Andris Slavinskis defended his PhD thesis "ESTCube-1 attitude determination"

Tiia Lillemaa | 27.11.2015

On November 26th 2015 Andris Slavinskis, junior research fellow of space technology department defended his PhD thesis "ESTCube-1 attitude determination" in physics.

Andris Slavinskis.jpg

Thesis supervisor was Accociate Professor Mart Noorma, Institute of Physics of University of Tartu, Estonia. Oponent was Dr Linas Bukauskas from University of Vilnius, Lithuania.
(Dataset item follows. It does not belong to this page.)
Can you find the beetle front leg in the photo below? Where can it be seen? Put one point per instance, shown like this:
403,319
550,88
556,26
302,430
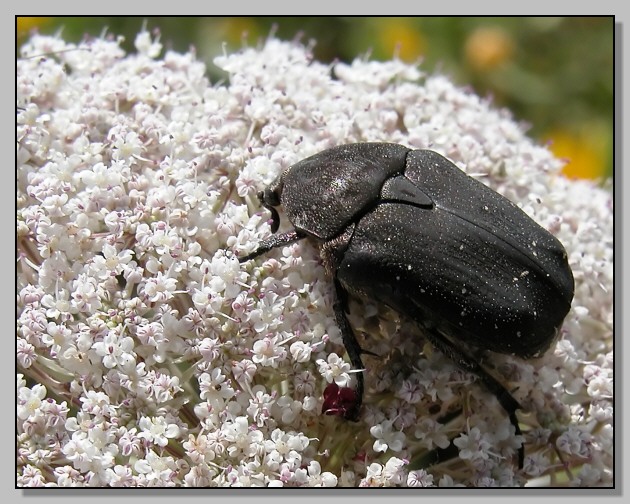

This research was carried out at the University of Tartu, Tartu Observatory, the Finnish Meteorological Institute and the Estonian Student Satellite Programme. This thesis presents the ESTCube-1 attitude determination system. The attitude is the satellite's orientation is space. ESTCube-1 is a satellite built according to the one-unit CubeSat standard (≈ 10 cm × 10 cm × 10 cm). The satellite was launched in May 2013 and operated until May 2015. The main scientific mission of ESTCube-1 was to perform the first in-orbit electric solar wind sail demonstration. The electric solar wind sail is a propellantless propulsion technology concept. The sail consists of long, thin, centrifugally stretched and positively charged tethers that deflect charged particles in the solar wind, hence generate spacecraft thrust.

The main requirement of the ESTCube-1 attitude determination system is to determine the attitude with an accuracy better than 2° for the following purposes: high rate spin control (hundreds of degrees per second) for centrifugal tether deployment; monitoring of tether deployment; to trigger the charging of the tether in synchronisation with the satellite spin; to measure angular velocity changes caused by the Coulomb drag interaction between the charged tether and the surrounding ionospheric plasma.

The attitude determination system has Sun sensors, magnetometers and gyroscopic sensors. A geomagnetic field model and a Sun position model were used to reference the respective sensor measurements. A Kalman filter was used to estimate the attitude. Before the launch, the system was characterised in the laboratory and by simulations. With in-orbit recalibration and validation, the system was significantly improved. For validation, an independent attitude determined from on-board images was used. By characterising and validating the system, it was shown that attitude determination accuracy is better than 1.75°, hence fulfils the requirement set by the electric solar wind sail experiment.